Mauthausen©Thierry Girard 1994

Mais, si cette réflexion sur l’Histoire et sa représentation est vraiment constitutive de l’œuvre d’Arno, elle n’est qu’une thématique parmi d’autres dans mon propre travail ; une thématique certes récurrente, mais qui, à part ce travail en cours sur les lieux de résistance et de rebellion, est souvent diluée et diffuse à l’intérieur d’une problématique plus vaste autour de la question de l’itinérance, du déplacement et du voyage.Sur le plan esthétique, il me semble que son approche est plus radicalement documentaire, plus rêche en quelque sorte, à l’instar de nombreux photographes de sa génération arrivés à la photographie au début des années quatre-vingt dix, dans une période très marquée par l’influence de la photographie allemande et des écoles de Düsseldorf et d’Essen ; alors que ma génération est beaucoup plus redevable de la photographie américaine des années soixante et soixante-dix, dont Gilles Mora s’est fait le héraut dans son dernier ouvrage.

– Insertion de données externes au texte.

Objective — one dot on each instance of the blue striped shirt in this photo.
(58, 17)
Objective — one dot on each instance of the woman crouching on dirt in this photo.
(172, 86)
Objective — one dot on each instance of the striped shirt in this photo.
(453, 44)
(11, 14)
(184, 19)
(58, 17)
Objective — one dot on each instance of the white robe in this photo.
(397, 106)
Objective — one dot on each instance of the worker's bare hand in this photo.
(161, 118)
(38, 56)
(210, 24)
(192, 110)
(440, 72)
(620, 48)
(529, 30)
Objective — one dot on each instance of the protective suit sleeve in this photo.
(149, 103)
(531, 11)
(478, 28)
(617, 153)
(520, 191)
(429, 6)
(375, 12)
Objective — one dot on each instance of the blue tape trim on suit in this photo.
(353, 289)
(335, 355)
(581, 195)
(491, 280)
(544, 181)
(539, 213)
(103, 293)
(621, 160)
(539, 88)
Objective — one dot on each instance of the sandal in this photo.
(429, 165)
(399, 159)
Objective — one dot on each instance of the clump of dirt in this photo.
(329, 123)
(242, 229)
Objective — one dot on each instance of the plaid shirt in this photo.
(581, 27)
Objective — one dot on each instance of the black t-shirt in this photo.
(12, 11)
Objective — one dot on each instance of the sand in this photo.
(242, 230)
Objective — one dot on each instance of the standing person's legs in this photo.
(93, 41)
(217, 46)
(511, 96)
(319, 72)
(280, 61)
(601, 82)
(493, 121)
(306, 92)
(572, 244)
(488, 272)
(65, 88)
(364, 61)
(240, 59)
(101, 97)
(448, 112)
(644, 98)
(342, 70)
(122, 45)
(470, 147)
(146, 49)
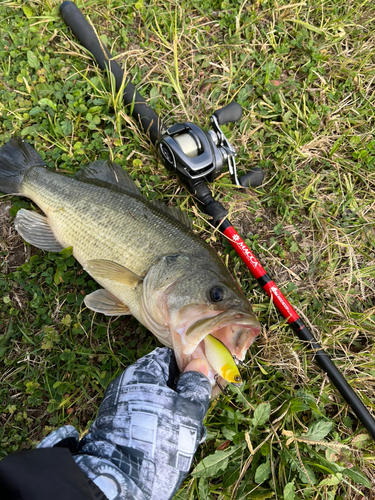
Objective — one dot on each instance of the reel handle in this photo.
(254, 178)
(232, 112)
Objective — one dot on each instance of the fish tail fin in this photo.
(16, 158)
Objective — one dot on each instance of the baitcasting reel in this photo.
(198, 155)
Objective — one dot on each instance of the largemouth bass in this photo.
(149, 263)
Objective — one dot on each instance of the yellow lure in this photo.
(221, 360)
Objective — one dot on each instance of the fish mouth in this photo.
(237, 331)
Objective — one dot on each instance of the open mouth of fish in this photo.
(235, 330)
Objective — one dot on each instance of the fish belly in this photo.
(101, 223)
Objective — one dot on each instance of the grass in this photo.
(304, 73)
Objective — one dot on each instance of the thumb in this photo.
(194, 385)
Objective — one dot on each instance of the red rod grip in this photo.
(280, 301)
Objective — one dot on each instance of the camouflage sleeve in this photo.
(143, 441)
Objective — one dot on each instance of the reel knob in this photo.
(254, 178)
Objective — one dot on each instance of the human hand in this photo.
(143, 441)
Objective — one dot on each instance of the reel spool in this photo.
(198, 155)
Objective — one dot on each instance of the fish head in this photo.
(186, 297)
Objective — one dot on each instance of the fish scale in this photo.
(149, 263)
(67, 203)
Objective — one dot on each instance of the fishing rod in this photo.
(198, 157)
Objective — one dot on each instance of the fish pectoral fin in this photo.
(106, 269)
(104, 302)
(35, 229)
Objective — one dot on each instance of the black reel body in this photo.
(195, 155)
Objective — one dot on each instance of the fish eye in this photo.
(216, 294)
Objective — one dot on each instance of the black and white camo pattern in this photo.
(143, 441)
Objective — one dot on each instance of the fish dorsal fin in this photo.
(104, 302)
(174, 212)
(106, 269)
(108, 171)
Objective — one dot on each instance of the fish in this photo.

Quoi qu’il en soit, nous sommes de fait confrontés à la même interrogation, la même perplexité : comment photographier des lieux où il n’y a rien de remarquable, pas ou peu de traces, des non-lieux en quelque sorte ? Et que faire de ce que nous savons de ces lieux, de la part d’Histoire que nous avons exhumée ou étudiée ? Arno inscrit des textes sur ses photographies, j’ai eu cette même tentation, mais les textes que je produis pour mon travail en cours (cf. Déjà #1 et Déjà #2) sont souvent trop longs et risqueraient de ruiner l’image.

L’évocation de Mauthausen et de sa proximité avec l’abbaye de Melk nous amènent à parler des rapports entre le catholicisme autrichien et le national-socialisme, et au-delà, de la question autrichienne, cette duplicité historique qui a consisté à faire passer après guerre pour victime un pays qui a globalement accepté l’Anschluss en 1936 et qui a donné nombre de ses cadres, dont le premier d’entre eux, Hitler, au nazisme. Cette amnésie officielle, qui a empêché l’Autriche de faire un vrai travail sur sa mémoire et sa responsabilité, est devenue inepte lorsqu’éclata l’affaire Waldheim et qu’il fut découvert que celui qui fut secrétaire général de l’ONU, puis président de la République autrichienne, avait été pendant la guerre officier dans la Wehrmacht, versé dans des unités qui avaient participé à des atrocités en Yougoslavie.

La contrepartie de cette amnésie, c’est qu’elle a engendré des artistes radicaux (l’actionnisme viennois par exemple) et des écrivains rebelles (au premier rang desquels Thomas Bernhardt dont on peut lire par exemple La Cave qui évoque les années de collège de l’auteur à Salzbourg, et le passage d’un enseignement nazi à un enseignement catholique, c’est-à-dire la même perversité ontologique, entre la fin de la guerre et le début de la paix). Et aussi des gens d’une autre génération, comme Arno, nés plus de vingt ans après la Guerre, qui peuvent poser sur cette période de l’Histoire un regard critique plus analytique, plus distant, mais avec l’engagement et la rigueur intellectuelle qui permet, sur cette question de la Mémoire, de faire le partage entre célébration et trahison, mystification et effacement.